How to manage your anger

There may be some ways to control your anger on your own. Some of these can include:

  • Learning relaxation techniques like meditation or yoga
  • Laughing at yourself 
  • Letting go of grudges
  • Not blaming others
  • Looking for solutions to your problems
  • Putting yourself in time-out
  • Exercising
  • Talking about your feelings
  • Thinking before you act
  • Knowing when to get help
  • Thinking before you speak

Outside options to control your anger

One thing you may do to control your anger is to work on meditation. When you feel anger building up, one of the first things that you should do, if possible, is find a place where you can sit quietly for a few minutes. You might try not to speak or react until you've had a chance to meditate for a couple of minutes and have regained control of your thoughts and feelings. You may also want to practice meditation daily, as it can calm you overall, rather than just in the moment. In fact, research shows that brief meditation can reduce anger.

Exercise has also been found helpful for anger issues. If you exercise when you feel angry, you can burn off excess energy and engage your brain in a different way that may distract it and help to process the anger. If you exercise daily, it can release endorphins and other feel-good hormones in your body that can reduce your chances of an angry outburst. 

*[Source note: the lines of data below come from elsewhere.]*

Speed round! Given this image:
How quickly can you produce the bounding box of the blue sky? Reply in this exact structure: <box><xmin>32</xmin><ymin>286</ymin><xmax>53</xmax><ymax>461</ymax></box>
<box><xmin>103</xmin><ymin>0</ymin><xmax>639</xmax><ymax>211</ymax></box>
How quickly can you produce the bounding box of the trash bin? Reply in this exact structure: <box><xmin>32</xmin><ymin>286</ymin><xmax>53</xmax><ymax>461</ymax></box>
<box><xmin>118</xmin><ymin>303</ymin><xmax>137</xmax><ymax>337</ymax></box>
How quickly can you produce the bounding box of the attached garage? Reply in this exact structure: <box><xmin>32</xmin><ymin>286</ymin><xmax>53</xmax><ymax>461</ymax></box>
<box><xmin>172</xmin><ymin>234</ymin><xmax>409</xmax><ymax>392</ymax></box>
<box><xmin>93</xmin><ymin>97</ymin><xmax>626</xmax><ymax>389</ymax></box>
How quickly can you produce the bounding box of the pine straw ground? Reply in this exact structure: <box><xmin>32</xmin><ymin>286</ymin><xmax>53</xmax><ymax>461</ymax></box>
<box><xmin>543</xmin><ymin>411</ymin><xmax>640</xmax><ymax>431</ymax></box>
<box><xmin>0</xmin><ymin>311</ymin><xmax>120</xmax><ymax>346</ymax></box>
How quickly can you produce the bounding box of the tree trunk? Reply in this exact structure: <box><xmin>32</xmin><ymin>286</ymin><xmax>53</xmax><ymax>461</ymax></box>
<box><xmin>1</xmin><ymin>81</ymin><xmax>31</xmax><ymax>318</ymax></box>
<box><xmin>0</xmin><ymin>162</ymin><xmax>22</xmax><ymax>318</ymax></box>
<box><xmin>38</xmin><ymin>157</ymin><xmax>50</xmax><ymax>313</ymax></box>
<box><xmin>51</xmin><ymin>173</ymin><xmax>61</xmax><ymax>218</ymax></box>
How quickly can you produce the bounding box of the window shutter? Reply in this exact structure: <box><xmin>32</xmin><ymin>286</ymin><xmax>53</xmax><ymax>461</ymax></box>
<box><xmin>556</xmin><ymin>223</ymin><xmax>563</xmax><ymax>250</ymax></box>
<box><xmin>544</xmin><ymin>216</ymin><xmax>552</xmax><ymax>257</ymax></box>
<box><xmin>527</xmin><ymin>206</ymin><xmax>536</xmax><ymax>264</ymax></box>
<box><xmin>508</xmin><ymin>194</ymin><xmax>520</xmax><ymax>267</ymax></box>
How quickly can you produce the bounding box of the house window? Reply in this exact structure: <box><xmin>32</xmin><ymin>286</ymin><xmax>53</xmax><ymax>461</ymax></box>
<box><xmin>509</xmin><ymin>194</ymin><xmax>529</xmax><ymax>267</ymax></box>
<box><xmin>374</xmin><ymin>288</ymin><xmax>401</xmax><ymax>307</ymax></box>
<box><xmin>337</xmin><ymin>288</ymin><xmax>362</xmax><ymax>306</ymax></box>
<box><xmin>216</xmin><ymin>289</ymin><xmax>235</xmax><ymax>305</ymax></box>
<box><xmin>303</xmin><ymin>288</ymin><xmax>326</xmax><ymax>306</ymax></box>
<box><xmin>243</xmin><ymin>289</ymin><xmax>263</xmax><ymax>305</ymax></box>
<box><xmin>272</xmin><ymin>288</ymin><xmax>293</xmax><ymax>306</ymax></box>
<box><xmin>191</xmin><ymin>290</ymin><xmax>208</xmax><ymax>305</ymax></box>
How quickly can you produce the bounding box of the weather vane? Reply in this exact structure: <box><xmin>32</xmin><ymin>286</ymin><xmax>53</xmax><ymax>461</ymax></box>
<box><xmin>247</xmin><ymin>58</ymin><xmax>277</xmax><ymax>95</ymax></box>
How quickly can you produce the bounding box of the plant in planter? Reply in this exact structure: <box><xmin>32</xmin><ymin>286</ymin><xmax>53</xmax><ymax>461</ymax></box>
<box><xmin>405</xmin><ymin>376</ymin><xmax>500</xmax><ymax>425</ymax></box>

Finally, you might try writing things down. It can be beneficial to keep a gratitude journal and write it in every day. If you take a few minutes to read through your gratitude journal in the morning or night, it may remind you of all the amazing things you have to be happy about. Writing daily may also help you focus on the positive things that happened throughout the day. This can give you some valuable perspective to reflect on when you are feeling angry.

Online anger management therapy

Anger management therapy may be one of the best ways to learn to control your anger issues. While some people like to talk to a therapist or counselor face-to-face, others find it much more convenient to use online anger management therapy. Research shows that 75% of people who receive treatment for anger management see improvements.

There are a number of recent studies showing that online therapy can be an effective form of treatment for those working through complex emotions related to anger. In this study, researchers evaluated the potential benefits of online cognitive-behavioral therapy (CBT) for those experiencing problematic or destructive anger. The results generally showed a significant decrease in anger levels after treatment. Untreated anger, as the researchers note, can lead to an increased incidence of negative intrapersonal conflicts, an increase in violence, and overall health problems. 


Anger can be a natural, normal emotion that can be useful. For example, anger can let us know when something has happened that needs to be addressed. However, when expressed in unhealthy ways, such as through shouting at others, throwing things, or suppressing the emotion until it explodes at inopportune moments, anger can negatively impact our lives in a variety of ways. Those who have trouble managing their anger may be living with a condition called intermittent explosive disorder, which can be treated through therapy and a variety of helpful strategies. It can be beneficial to work with a licensed mental health professional online or in-person to overcome issues with managing anger.